Estamos falando de um espaço reconhecidamente público, que guarda inúmeras camadas de memória e referências culturais caras para a cidade. Na história mais recente ele foi palco tanto de uma miríade de eventos culturais voltados para todos os públicos – de shows à exibição dos jogos da Copa do Mundo, nos quais experimentou seu fechamento e controle para o público em geral – quanto espaço de manifestações fundamentais para o estabelecimento da democracia, como o emblemático comício das Diretas Já, que marcou a derrubada da ditadura civil-militar. Se o Vale já foi o espaço da democracia, a sua gestão privada poderá colocar em cheque seu nobre fundamento?
Qual foi o preço?
O valor da obra em curso – quase R$ 100 milhões – representa:
- cerca de 150% do que foi arrecadado na Operação Urbana Centro ao longo de sua existência (R$ 70 milhões em mais de 20 anos);
- aproximadamente o triplo do que esta Operação efetivamente investiu em intervenções e obras urbanas (R$ 35 milhões);
Para a cidade, para além do gasto excessivo e pouco estratégico de recursos públicos resta entender como essa nova fonte – espetáculo que faz referência (de mal gosto) ao rio que jaz soterrado embaixo – será ativada. Se, como as outras fontes da cidade, será só decorativa, “para inglês ver”; se permanecerá desativada (como ficaram os espelhos d’água do projeto anterior) ou se lhe será proibido o acesso aos ansiosos banhistas.

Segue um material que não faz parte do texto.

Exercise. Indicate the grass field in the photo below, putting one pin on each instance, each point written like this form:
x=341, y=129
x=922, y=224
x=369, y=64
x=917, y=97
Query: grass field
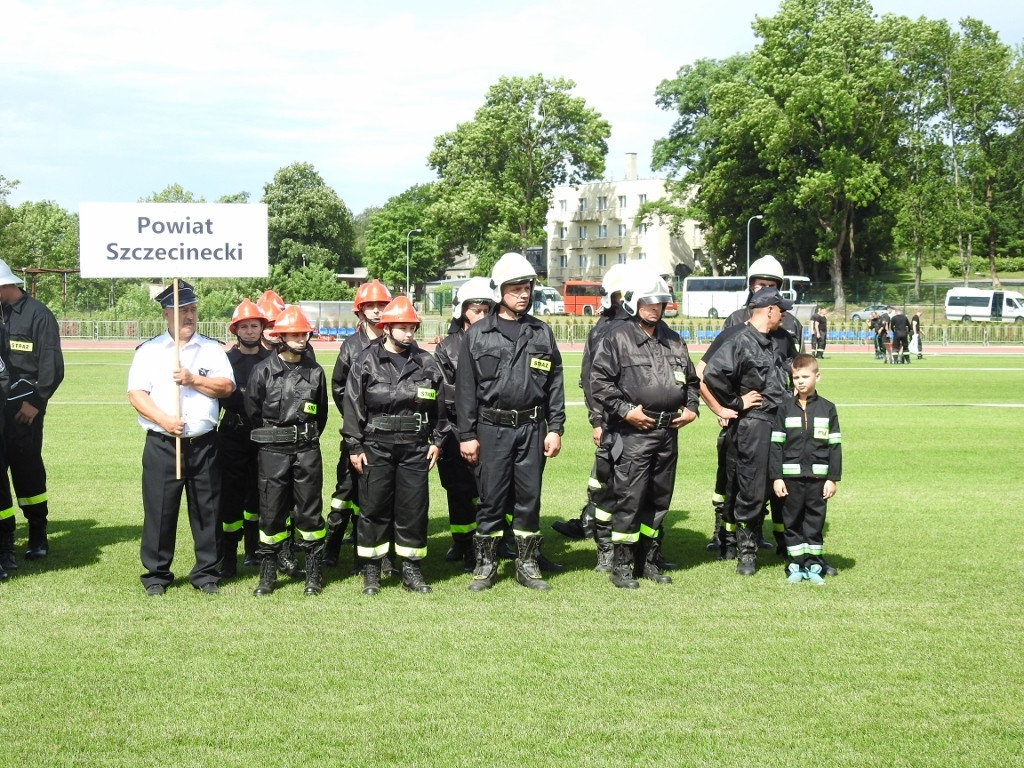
x=911, y=656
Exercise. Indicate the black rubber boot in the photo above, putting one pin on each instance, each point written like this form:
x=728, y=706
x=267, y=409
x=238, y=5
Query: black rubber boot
x=412, y=579
x=622, y=570
x=715, y=544
x=527, y=572
x=486, y=566
x=336, y=523
x=314, y=576
x=287, y=562
x=747, y=547
x=7, y=559
x=267, y=576
x=372, y=578
x=648, y=567
x=605, y=552
x=228, y=555
x=250, y=543
x=38, y=546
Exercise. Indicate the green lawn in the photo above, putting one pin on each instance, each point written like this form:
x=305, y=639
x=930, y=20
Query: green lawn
x=911, y=656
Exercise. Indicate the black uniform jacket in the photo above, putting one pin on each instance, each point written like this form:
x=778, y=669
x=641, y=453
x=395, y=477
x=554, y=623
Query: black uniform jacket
x=609, y=318
x=34, y=346
x=806, y=443
x=747, y=363
x=382, y=384
x=235, y=418
x=496, y=372
x=283, y=394
x=632, y=369
x=350, y=348
x=446, y=354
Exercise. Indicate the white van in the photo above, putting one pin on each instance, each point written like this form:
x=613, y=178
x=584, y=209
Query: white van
x=968, y=304
x=548, y=301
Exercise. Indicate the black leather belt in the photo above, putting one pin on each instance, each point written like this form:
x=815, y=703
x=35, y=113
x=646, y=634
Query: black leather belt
x=414, y=423
x=499, y=418
x=293, y=433
x=188, y=439
x=663, y=419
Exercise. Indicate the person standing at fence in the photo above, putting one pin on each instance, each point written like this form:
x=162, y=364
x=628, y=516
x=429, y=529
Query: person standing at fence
x=240, y=498
x=176, y=395
x=36, y=363
x=287, y=403
x=371, y=300
x=473, y=302
x=916, y=335
x=510, y=401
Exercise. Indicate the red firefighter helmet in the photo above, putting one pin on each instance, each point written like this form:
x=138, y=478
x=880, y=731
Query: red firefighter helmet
x=292, y=321
x=246, y=310
x=369, y=293
x=399, y=310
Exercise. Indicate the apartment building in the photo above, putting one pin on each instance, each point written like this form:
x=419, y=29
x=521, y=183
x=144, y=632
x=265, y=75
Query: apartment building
x=591, y=227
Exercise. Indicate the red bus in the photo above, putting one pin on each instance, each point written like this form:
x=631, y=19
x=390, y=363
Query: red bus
x=582, y=297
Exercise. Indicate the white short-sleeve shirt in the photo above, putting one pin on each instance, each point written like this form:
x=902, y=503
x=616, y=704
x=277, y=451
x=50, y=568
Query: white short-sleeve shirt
x=152, y=371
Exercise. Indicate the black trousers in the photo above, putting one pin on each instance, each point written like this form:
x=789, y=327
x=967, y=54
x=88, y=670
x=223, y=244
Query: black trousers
x=747, y=483
x=24, y=451
x=804, y=518
x=162, y=503
x=395, y=497
x=509, y=477
x=240, y=495
x=291, y=478
x=460, y=484
x=643, y=479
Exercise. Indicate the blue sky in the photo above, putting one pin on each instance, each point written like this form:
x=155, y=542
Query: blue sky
x=110, y=100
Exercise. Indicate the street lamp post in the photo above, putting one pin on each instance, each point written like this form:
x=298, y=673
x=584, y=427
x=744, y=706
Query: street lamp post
x=757, y=216
x=408, y=236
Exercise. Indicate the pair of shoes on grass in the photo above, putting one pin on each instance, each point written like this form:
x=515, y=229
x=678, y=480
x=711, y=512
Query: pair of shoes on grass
x=812, y=573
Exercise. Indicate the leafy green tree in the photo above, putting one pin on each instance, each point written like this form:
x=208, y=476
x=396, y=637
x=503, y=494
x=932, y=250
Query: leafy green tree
x=307, y=217
x=497, y=172
x=386, y=240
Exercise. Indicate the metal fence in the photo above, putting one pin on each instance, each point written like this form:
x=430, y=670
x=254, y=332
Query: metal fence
x=694, y=332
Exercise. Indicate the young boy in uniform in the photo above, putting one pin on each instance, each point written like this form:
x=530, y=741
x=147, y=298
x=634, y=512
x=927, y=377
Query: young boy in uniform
x=805, y=464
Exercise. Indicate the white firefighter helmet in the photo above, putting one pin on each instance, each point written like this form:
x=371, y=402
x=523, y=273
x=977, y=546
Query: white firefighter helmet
x=768, y=267
x=511, y=267
x=614, y=281
x=474, y=289
x=646, y=288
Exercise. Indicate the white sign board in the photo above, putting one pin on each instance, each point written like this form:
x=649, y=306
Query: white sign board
x=172, y=240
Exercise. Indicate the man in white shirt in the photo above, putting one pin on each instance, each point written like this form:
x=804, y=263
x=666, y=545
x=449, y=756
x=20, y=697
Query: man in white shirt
x=177, y=399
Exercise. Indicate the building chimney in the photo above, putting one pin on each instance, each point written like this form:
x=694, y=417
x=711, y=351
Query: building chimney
x=631, y=166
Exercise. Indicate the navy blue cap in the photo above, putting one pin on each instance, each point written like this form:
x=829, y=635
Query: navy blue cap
x=186, y=295
x=769, y=297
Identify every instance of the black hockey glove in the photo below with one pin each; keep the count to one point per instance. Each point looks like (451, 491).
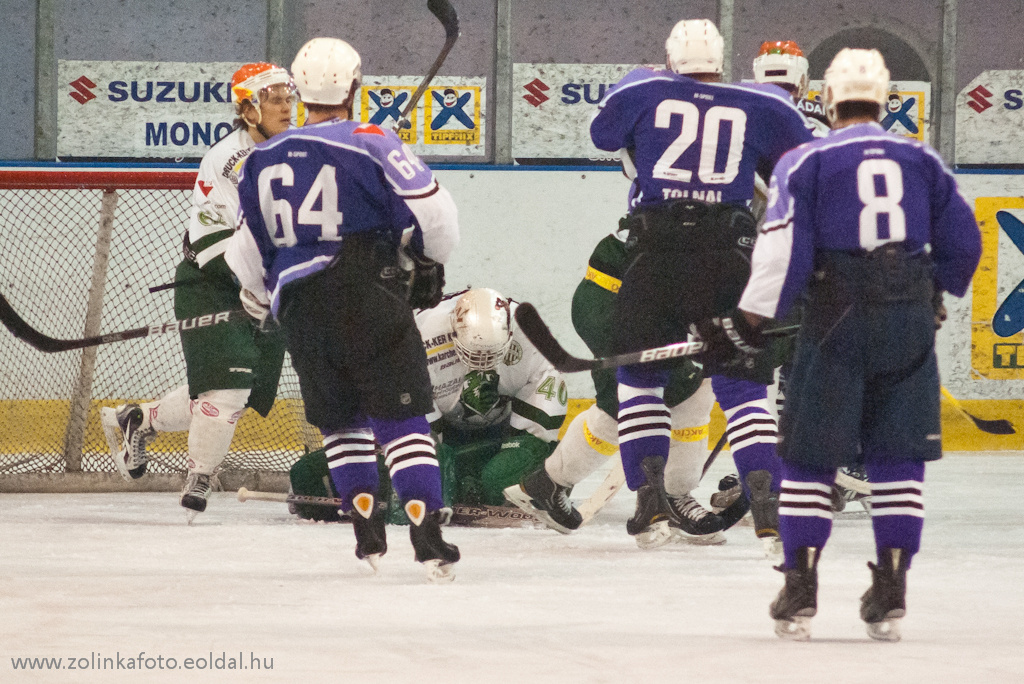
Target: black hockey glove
(426, 282)
(729, 341)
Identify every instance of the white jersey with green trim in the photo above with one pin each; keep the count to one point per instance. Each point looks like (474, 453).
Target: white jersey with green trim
(527, 386)
(215, 197)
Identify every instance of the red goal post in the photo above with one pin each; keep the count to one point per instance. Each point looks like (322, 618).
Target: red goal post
(81, 247)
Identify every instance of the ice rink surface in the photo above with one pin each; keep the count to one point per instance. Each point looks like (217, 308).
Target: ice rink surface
(97, 578)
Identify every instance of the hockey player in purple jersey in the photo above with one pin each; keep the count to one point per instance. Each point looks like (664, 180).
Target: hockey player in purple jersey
(343, 227)
(870, 229)
(695, 144)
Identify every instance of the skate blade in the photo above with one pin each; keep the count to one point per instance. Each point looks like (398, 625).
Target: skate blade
(714, 539)
(439, 571)
(887, 630)
(772, 548)
(374, 561)
(798, 629)
(516, 496)
(655, 536)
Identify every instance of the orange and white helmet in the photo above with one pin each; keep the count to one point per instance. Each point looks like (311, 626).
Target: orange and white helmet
(481, 321)
(783, 62)
(252, 81)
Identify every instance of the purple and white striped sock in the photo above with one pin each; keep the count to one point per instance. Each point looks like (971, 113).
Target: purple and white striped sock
(897, 504)
(805, 515)
(352, 462)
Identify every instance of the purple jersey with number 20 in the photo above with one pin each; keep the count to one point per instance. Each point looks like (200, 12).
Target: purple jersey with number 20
(696, 140)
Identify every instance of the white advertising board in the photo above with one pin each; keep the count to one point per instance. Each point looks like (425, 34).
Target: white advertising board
(990, 120)
(175, 110)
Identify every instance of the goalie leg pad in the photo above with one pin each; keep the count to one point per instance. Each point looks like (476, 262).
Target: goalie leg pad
(215, 415)
(172, 413)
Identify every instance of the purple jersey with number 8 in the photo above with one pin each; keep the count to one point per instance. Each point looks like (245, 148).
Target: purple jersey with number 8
(696, 140)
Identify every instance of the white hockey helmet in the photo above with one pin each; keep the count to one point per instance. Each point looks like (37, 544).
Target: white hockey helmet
(783, 62)
(481, 322)
(326, 70)
(694, 46)
(855, 75)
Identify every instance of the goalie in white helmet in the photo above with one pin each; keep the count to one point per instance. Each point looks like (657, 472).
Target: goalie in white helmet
(498, 403)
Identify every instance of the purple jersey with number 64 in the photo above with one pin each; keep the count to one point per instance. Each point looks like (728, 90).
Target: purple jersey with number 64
(852, 191)
(303, 190)
(696, 140)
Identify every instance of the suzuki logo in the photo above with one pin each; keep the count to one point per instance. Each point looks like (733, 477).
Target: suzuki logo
(536, 89)
(82, 93)
(979, 101)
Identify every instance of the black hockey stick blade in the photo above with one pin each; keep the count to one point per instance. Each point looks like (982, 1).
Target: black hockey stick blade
(537, 332)
(535, 329)
(991, 427)
(445, 13)
(23, 331)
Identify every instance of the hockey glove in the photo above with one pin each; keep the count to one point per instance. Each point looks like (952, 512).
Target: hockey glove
(729, 340)
(255, 305)
(426, 282)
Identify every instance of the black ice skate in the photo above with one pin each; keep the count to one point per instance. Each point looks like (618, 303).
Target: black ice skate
(538, 495)
(649, 524)
(764, 510)
(425, 531)
(728, 492)
(195, 494)
(130, 458)
(368, 522)
(798, 601)
(693, 522)
(884, 604)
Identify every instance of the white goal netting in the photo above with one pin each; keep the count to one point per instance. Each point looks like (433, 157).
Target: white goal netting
(81, 248)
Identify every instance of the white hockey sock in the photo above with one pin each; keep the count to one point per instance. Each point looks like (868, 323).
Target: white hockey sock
(169, 414)
(688, 450)
(215, 415)
(591, 438)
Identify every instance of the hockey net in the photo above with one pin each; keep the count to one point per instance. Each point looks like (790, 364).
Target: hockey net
(81, 249)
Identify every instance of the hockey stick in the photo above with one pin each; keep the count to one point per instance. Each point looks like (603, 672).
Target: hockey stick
(444, 12)
(991, 427)
(34, 338)
(538, 333)
(462, 515)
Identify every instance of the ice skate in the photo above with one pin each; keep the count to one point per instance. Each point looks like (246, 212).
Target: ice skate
(798, 601)
(693, 523)
(649, 524)
(195, 495)
(369, 524)
(538, 495)
(764, 510)
(884, 604)
(436, 555)
(728, 492)
(127, 438)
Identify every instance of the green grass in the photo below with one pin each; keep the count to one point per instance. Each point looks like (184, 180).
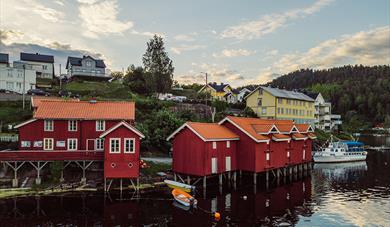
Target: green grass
(100, 90)
(154, 168)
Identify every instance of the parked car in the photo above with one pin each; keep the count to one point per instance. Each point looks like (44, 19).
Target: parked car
(37, 92)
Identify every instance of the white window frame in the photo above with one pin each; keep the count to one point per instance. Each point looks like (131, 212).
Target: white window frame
(70, 126)
(98, 129)
(127, 150)
(119, 145)
(75, 144)
(46, 126)
(44, 144)
(96, 144)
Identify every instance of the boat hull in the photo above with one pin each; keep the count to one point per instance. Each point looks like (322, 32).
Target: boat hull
(341, 158)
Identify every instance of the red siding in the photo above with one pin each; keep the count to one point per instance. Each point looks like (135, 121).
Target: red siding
(85, 130)
(192, 156)
(121, 165)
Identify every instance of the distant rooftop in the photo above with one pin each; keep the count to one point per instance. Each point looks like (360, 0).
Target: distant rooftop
(75, 61)
(36, 57)
(286, 94)
(4, 58)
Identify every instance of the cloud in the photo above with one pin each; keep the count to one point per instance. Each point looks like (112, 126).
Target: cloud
(100, 18)
(45, 12)
(270, 22)
(182, 48)
(366, 47)
(186, 37)
(229, 53)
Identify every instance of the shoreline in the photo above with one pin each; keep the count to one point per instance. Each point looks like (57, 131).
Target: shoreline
(7, 193)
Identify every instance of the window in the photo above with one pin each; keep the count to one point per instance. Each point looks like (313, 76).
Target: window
(72, 144)
(99, 144)
(115, 145)
(49, 125)
(100, 125)
(259, 102)
(48, 144)
(129, 145)
(25, 144)
(72, 125)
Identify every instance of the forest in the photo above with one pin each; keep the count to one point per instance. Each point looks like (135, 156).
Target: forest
(361, 94)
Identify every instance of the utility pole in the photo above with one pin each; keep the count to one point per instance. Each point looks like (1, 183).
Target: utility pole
(24, 85)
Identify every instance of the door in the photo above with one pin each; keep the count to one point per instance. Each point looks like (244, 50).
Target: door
(228, 164)
(214, 165)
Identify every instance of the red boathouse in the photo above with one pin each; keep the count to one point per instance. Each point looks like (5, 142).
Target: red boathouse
(202, 149)
(82, 132)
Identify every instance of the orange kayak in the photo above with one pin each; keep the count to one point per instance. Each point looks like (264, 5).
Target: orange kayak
(183, 197)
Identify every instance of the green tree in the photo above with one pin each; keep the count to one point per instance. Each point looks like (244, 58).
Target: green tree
(158, 66)
(135, 80)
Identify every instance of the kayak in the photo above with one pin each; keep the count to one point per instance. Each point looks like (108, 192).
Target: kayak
(184, 198)
(184, 187)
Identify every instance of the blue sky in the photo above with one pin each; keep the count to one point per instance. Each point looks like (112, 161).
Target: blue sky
(237, 42)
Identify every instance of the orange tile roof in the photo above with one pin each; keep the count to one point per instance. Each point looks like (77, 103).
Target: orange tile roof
(37, 100)
(262, 128)
(286, 128)
(246, 124)
(302, 127)
(211, 131)
(101, 110)
(299, 136)
(280, 136)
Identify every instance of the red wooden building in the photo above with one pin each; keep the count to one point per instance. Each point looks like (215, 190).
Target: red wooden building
(81, 132)
(202, 149)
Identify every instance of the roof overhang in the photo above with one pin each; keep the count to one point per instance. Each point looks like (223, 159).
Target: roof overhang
(122, 123)
(200, 136)
(25, 123)
(242, 130)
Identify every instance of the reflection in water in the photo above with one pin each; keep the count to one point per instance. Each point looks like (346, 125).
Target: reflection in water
(282, 204)
(349, 194)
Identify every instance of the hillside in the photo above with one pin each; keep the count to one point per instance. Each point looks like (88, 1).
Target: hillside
(359, 93)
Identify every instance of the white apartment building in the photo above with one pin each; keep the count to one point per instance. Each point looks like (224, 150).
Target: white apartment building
(324, 119)
(11, 78)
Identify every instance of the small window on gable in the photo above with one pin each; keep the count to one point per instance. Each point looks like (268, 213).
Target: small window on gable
(49, 125)
(129, 145)
(115, 146)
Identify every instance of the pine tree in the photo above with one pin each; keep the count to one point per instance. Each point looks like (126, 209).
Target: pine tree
(158, 66)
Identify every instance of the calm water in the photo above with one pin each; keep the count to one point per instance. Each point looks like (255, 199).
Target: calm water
(355, 194)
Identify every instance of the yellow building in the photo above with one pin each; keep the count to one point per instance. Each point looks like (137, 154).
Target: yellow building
(223, 92)
(274, 103)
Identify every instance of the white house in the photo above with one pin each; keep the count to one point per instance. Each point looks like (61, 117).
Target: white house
(11, 78)
(42, 64)
(243, 92)
(324, 119)
(86, 67)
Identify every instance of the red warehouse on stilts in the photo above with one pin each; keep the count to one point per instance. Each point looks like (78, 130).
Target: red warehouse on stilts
(202, 149)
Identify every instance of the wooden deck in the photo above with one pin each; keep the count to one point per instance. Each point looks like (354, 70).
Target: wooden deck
(56, 155)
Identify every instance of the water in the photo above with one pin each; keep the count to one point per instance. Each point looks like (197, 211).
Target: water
(353, 194)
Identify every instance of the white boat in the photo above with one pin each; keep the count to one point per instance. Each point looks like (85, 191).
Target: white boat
(344, 151)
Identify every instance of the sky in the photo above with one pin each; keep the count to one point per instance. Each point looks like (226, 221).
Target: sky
(238, 42)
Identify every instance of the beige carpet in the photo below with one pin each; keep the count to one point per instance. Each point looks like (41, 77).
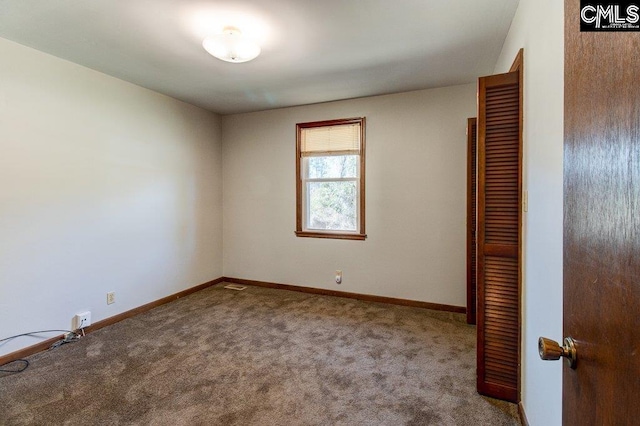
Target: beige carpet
(260, 357)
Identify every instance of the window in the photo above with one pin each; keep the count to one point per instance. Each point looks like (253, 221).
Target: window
(330, 179)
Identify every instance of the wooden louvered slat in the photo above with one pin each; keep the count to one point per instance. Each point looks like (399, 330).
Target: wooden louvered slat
(472, 157)
(498, 239)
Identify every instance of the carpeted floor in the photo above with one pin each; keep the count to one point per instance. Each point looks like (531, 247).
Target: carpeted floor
(260, 357)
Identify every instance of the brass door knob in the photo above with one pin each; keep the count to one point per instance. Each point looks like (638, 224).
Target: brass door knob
(550, 350)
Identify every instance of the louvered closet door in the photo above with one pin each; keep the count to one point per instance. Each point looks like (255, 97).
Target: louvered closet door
(472, 161)
(499, 217)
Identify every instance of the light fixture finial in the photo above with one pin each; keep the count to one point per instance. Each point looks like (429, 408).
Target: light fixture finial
(231, 46)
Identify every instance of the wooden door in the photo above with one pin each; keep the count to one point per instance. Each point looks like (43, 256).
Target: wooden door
(601, 224)
(472, 169)
(498, 237)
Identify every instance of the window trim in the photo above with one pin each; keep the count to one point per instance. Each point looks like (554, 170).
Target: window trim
(344, 235)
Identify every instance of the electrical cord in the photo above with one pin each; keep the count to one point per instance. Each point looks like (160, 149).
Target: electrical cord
(70, 337)
(35, 332)
(19, 370)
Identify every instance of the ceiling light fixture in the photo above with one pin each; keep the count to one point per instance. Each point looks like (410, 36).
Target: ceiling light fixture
(231, 46)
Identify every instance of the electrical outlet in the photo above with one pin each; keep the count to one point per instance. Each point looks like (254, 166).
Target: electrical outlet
(82, 320)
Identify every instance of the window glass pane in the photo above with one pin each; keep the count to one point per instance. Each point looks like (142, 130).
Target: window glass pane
(332, 206)
(330, 167)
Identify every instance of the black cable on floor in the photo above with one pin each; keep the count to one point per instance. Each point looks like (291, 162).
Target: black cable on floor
(34, 332)
(18, 370)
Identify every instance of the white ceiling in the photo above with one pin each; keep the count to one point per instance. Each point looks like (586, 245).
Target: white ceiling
(312, 50)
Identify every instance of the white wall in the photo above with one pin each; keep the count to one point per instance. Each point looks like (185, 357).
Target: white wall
(104, 186)
(542, 37)
(415, 198)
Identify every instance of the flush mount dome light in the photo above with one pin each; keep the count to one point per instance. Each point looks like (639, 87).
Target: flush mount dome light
(231, 46)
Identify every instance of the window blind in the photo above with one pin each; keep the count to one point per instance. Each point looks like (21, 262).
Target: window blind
(342, 139)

Enfim, este espaço não se resume ao gesto do arquiteto, nem ao cartão postal do prefeito, ele pulsa na ação dos múltiplos agentes que o ressignificam diariamente – vendedores ambulantes, trabalhadores, comerciantes, skatistas, consumidores, passantes e pelas infinitas manifestações públicas que ali se realizam. A gestão privada deste emblemático espaço da cidade acabará por enterrar, para além do rio, seu caráter público e democrático.